Cette volonté de trouver une nouvelle manière d’interpréter le Coran et la Sunna avait déjà été exprimée auparavant par des enseignants musulmans, mais cette fois-ci, c’est une autorité sunnite incontestable qui l’affirme.
 
L’imam d’Al-Azhar veut désormais réformer l’islam à tous les niveaux de la société et commençant par la base, à travers l’éducation mais également dans le cadre des enseignements religieux.
 

Al-Tayeb appelle à cesser la guerre entre chiites et sunnites pour l’unité du monde musulman

 
C’est d’abord à la guerre entre sunnites et chiites que l’imam s’est attaqué, appelant les musulmans à cesser d’appeler « mécréant » un autre musulman : il a appelé à la fin de l’ « excommunication » des musulmans entre eux.
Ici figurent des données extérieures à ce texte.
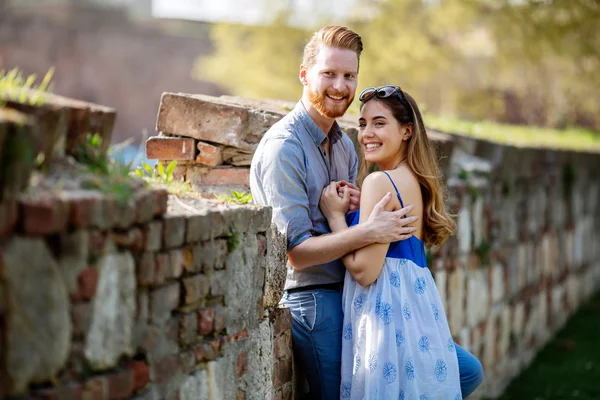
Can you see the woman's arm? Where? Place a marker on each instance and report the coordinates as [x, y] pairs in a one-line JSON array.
[[366, 263]]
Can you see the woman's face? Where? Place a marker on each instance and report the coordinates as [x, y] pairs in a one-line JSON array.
[[380, 135]]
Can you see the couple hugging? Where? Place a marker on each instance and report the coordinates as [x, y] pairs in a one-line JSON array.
[[368, 321]]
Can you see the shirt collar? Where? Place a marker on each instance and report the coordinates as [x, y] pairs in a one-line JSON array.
[[317, 135]]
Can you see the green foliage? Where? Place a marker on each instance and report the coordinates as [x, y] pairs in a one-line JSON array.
[[14, 86], [568, 177], [233, 240], [91, 154], [529, 62], [109, 176], [236, 197], [518, 135], [567, 367], [483, 250], [164, 177]]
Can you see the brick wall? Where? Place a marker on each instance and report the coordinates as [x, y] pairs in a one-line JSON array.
[[155, 297], [103, 57], [524, 255]]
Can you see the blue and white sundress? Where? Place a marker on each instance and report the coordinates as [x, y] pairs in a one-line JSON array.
[[396, 340]]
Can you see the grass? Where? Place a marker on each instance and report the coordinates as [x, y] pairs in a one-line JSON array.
[[518, 135], [569, 366]]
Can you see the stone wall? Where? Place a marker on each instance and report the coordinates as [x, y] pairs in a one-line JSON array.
[[154, 296], [523, 257], [103, 57]]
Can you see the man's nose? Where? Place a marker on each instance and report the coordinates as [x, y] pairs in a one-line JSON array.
[[339, 83]]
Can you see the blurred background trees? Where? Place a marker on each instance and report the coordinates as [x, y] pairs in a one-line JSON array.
[[516, 61]]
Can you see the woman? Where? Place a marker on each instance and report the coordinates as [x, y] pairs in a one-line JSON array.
[[396, 340]]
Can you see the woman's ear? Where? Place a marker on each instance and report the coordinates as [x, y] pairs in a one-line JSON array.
[[407, 131]]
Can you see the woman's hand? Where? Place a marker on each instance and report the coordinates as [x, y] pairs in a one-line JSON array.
[[331, 204]]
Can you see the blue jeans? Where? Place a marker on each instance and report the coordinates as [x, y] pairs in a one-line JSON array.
[[317, 344]]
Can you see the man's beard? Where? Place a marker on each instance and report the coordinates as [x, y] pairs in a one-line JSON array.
[[318, 102]]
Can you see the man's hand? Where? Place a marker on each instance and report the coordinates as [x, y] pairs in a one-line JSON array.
[[354, 192], [333, 206], [391, 226]]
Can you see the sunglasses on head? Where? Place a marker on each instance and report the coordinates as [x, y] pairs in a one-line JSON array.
[[381, 92]]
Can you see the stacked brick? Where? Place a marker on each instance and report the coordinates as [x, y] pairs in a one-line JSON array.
[[147, 298], [524, 256], [212, 138]]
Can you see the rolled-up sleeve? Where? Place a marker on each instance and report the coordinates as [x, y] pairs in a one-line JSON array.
[[284, 184]]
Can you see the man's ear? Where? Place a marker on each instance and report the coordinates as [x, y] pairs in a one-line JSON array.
[[302, 76], [408, 131]]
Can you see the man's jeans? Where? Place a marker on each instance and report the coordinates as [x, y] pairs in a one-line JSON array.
[[317, 340]]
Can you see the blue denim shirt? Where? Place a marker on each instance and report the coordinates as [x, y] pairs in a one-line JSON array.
[[289, 171]]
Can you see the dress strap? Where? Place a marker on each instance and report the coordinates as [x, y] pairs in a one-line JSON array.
[[397, 192]]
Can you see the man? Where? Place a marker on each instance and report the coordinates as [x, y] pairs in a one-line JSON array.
[[298, 157]]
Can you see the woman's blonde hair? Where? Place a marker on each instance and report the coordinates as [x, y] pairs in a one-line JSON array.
[[438, 224]]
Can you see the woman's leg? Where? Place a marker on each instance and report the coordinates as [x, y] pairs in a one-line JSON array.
[[470, 370]]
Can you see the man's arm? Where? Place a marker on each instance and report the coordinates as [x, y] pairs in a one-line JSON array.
[[381, 227]]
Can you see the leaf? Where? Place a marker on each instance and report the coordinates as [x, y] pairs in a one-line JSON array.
[[170, 169], [147, 167]]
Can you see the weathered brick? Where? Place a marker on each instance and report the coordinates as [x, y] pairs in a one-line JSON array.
[[282, 372], [145, 204], [203, 118], [209, 155], [214, 254], [241, 335], [96, 388], [165, 368], [170, 148], [96, 244], [206, 321], [195, 288], [240, 394], [282, 346], [163, 300], [188, 328], [241, 365], [141, 374], [81, 317], [85, 208], [220, 318], [281, 319], [87, 281], [9, 214], [69, 391], [131, 239], [192, 260], [219, 176], [161, 201], [174, 231], [161, 266], [208, 350], [145, 269], [218, 283], [44, 215], [152, 234], [175, 267], [120, 384]]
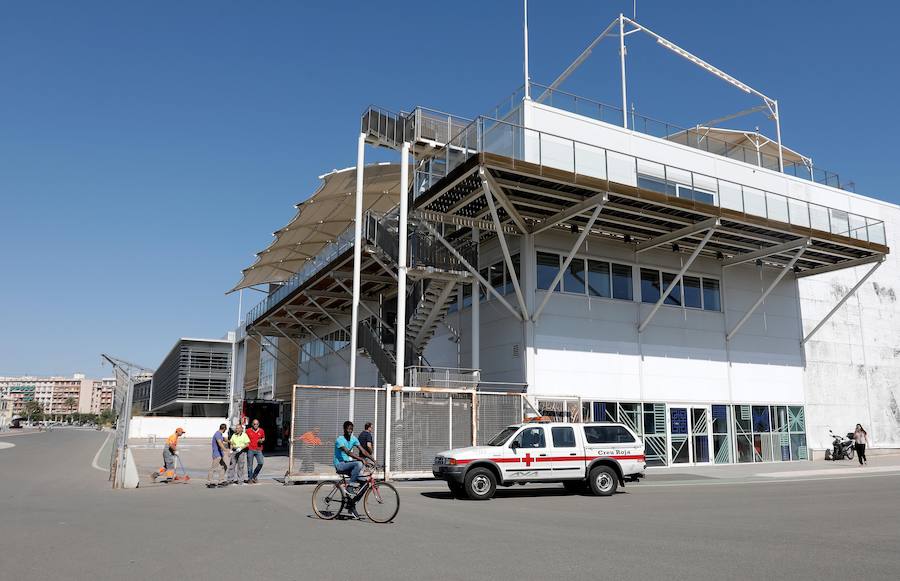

Pour les sunnites, les chiites sont des mécréants. Il ne passe guère de mois au Pakistan sans qu’une bombe vise une mosquée chiite ; parfois c’est l’inverse, et un lieu sunnite est visé. Même chose en Irak, au Yémen, au Bahreïn ou parfois en Iran. Beaucoup de musulmans pensent que ceux qui ne partagent pas leur interprétation de l’islam doivent être éliminés. La situation est paradoxale : c’est une autorité sunnite qui condamne ces accusations et ces actes alors même que les sunnites sont plus prompts à attaquer les chiites que l’inverse.
 
Mais l’imam s’adressait aux intellectuels religieux sunnites et chiites pour qu’ils trouvent les valeurs communes capables d’unir le monde musulman.
 

Bannir les interprétations littérales des textes musulmans pour réformer l’islam

 
Le cheikh Ahmed al-Tayeb s’est ensuite attaqué aux interprétations littérales des textes musulmans, qu’il a accusé d’être sources de division au sein du monde musulman. Une première révolutionnaire.
 
Il s’est contenté d’évoquer des « groupes extrémistes » qui font de « mauvaises interprétations du Coran ou de la Sunna : difficile d’en dire plus devant des autorités qataries, saoudiennes ou malaysiennes qui en font exactement cette lecture… Mais le message est passé.
 
L’imam Tayeb n’a pas nommé l’Etat islamique mais « des groupes extrémistes », manière sans doute d’y inclure salafistes, Frères musulmans ou wahhabites.
 
Se visait-il aussi lui-même, puisqu’il avait appelé quelques jours plus tôt à « tuer, crucifier et couper les membres » des combattants de l’Etat Islamique, « conformément au Coran »…
 

L’imam d’al-Azhar insiste également sur l’ « image négative » de l’islam renvoyée dans le monde

 
Pour une fois, ce n’est pas l’« islamophobie occidentale » qui a été pointée du doigt, mais bien la responsabilité d’un grand nombre de musulmans dans cette image négative.
 
Cela n’a pas empêché l’imam d’al-Azhar de dénoncer ensuite « le colonialisme mondial allié au monde sioniste » comme responsable des tensions internes dans le monde musulman.
 
Selon lui, les Etats-Unis, Israël et les pays occidentaux se servent indéniablement des horreurs dont sont capables certains musulmans pour leurs intérêts mais cela n’enlève rien au caractère intrinsèquement violent de l’islam.
 
De son côté, le président égyptien Al-Sissi a ordonné des raids aériens contre l’Etat islamique après l’assassinat de 21 Coptes. Il aurait pu le faire à de multiples occasions ; il a choisi la mort de chrétiens pour affirmer qu’il défendrait tous les citoyens égyptiens.
 

L’égyptien Al-Sissi et le roi d’Arabie Saoudite Salman montrent des volontés de changement

 
C’est peut-être un premier pas vers une reconnaissance de l’égalité entre les citoyens musulmans et chrétiens en Egypte, qui est pour l’heure loin d’être effective.
 
Même le roi Salmane d’Arabie Saoudite a parlé en ce sens, dans une lettre lue lors de la conférence donnée à la Mecque : « Le terrorisme est un fléau, produit de l’idéologie extrémiste » a-t-il affirmé. Il y voit une menace pour le monde musulman et pour le monde entier.
 
Ce sont donc les principales autorités musulmanes de la région : religieuse pour Al-Azhar, politique pour le roi d’Arabie Saoudite et populaire pour Al-Sissi qui on exprimé une volonté de réformer l’islam. C’est bien une révolution qui est en marche.